O monitoramento do gavião-real é desenvolvido pela Secretaria de Estado de Meio Ambiente (Sema) por meio de uma equipe de técnicos do Parque Estadual Serra das Andorinhas, formada pela zootecnista Giselle Leandro, pelo sociólogo Cassiano de Oliveira, e com apoio do agente ambiental e agrônomo Joari Procópio. Eles recepcionaram a bióloga Helena Aguiar Silva e o escalador de árvores francês Olivier Jaudoin, para a realização da expedição ambiental.

Helena Silva demonstrou o objetivo do Inpa de fazer o reconhecimento dos ninhos mapeados pelos pesquisadores do Parque. Ela informa que no Pará são mapeados e monitorados 15 ninhos de gavião-real e estão catalogados dois ninhos em São Geraldo do Araguaia, dois em Marabá, três em Parauapebas e oito em Santarém.

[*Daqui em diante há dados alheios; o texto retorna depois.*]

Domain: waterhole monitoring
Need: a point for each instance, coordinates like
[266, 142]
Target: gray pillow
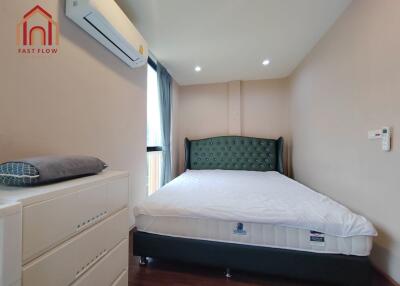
[48, 169]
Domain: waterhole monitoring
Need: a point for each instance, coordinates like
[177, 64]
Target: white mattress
[274, 210]
[257, 234]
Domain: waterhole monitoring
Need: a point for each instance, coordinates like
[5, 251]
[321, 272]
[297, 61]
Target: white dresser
[73, 233]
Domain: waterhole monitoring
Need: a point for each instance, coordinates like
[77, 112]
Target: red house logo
[37, 32]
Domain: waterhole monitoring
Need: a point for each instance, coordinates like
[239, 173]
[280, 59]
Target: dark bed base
[327, 268]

Ainda de acordo com Helena, evidências encontradas indicam que o filhote do ninho localizado na APA Araguaia está com cerca de seis meses, já o ninho da Terra Indígena ainda está em fase de construção pelo casal de harpias.

“No ninho da aldeia foram encontrados folhas e galhos verdes ainda secando, mostrando que ele ainda está em construção, e no ninho da APA foi encontrado um galho de árvore com cerca de 90 centímetros de comprimento, que o filhote utiliza para se exercitar e aprender a manipular as presas arboríveras”, relata a bióloga Helena Aguiar. Os ossos encontrados nos ninhos da rapineira são utilizados para estudar as espécies e a quantidade de presas consumidas pelo gavião-real. A pesquisa genética é feita com a coleta de sangue das penas para identificar o sexo e a diversidade da espécie. “Por meio do estudo realizado descobri que o gavião-real se alimenta principalmente de bicho preguiça, seguido de macaco, porco-espinho, mucura e arara”, revela a especialista, frisando que a castanheira, angelinzeiro, sumaumeira, jatobazeiro, tauarizeiro, jutaizeiro e cedroarana são as árvores preferidas para a construção de ninho do gavião-real.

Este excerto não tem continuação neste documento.